Fairness in Computational Innovations: Identifying Bias in Substance Use Treatment Length of Stay Prediction Models with Policy Implications
Ugur Kursuncu, Aaron Baird, Yusen Xia
TL;DR
This study investigates bias in machine-predicted length-of-stay (LOS) for substance use disorder (SUD) treatment using the 2019 Treatment Episode Data Set for Discharges (TEDS-D). It develops LOS classifiers for inpatient and outpatient settings, applies feature selection to 28 variables, and evaluates fairness with FairLearn across group- and subgroup-level dimensions. The results show race, U.S. region, substance type, DSM diagnosis, and payment source as primary drivers of unfairness, with substantial disparities in several subgroups, particularly among racial minorities and certain regions.
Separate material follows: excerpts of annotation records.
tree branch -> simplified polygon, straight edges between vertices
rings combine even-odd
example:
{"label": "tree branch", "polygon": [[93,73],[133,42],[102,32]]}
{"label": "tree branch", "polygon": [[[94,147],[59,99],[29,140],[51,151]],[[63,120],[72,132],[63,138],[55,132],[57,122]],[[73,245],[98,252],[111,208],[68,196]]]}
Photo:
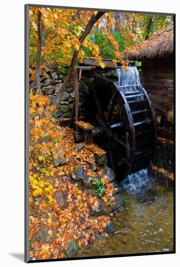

The authors propose a two-tier bias-mitigation framework (Model Adjustment and Social Inclusion), discuss policy implications (data collection, calibration of false negatives, transparency), and argue for governance structures to ensure fair, equitable deployment of predictive LOS tools in health care.
Abstract
Predictive machine learning (ML) models are computational innovations that can enhance medical decision-making, including aiding in determining optimal timing for discharging patients. However, societal biases can be encoded into such models, raising concerns about inadvertently affecting health outcomes for disadvantaged groups. This issue is particularly pressing in the context of substance use disorder (SUD) treatment, where biases in predictive models could significantly impact the recovery of highly vulnerable patients. In this study, we focus on the development and assessment of ML models designed to predict the length of stay (LOS) for both inpatients (i.e., residential) and outpatients undergoing SUD treatment. We utilize the Treatment Episode Data Set for Discharges (TEDS-D) from the Substance Abuse and Mental Health Services Administration (SAMHSA). Through the lenses of distributive justice and socio-relational fairness, we assess our models for bias across variables related to demographics (e.g., race) as well as medical (e.g., diagnosis) and financial conditions (e.g., insurance). We find that race, US geographic region, type of substance used, diagnosis, and payment source for treatment are primary indicators of unfairness. From a policy perspective, we provide bias mitigation strategies to achieve fair outcomes. We discuss the implications of these findings for medical decision-making and health equity. We ultimately seek to contribute to the innovation and policy-making literature by seeking to advance the broader objectives of social justice when applying computational innovations in health care.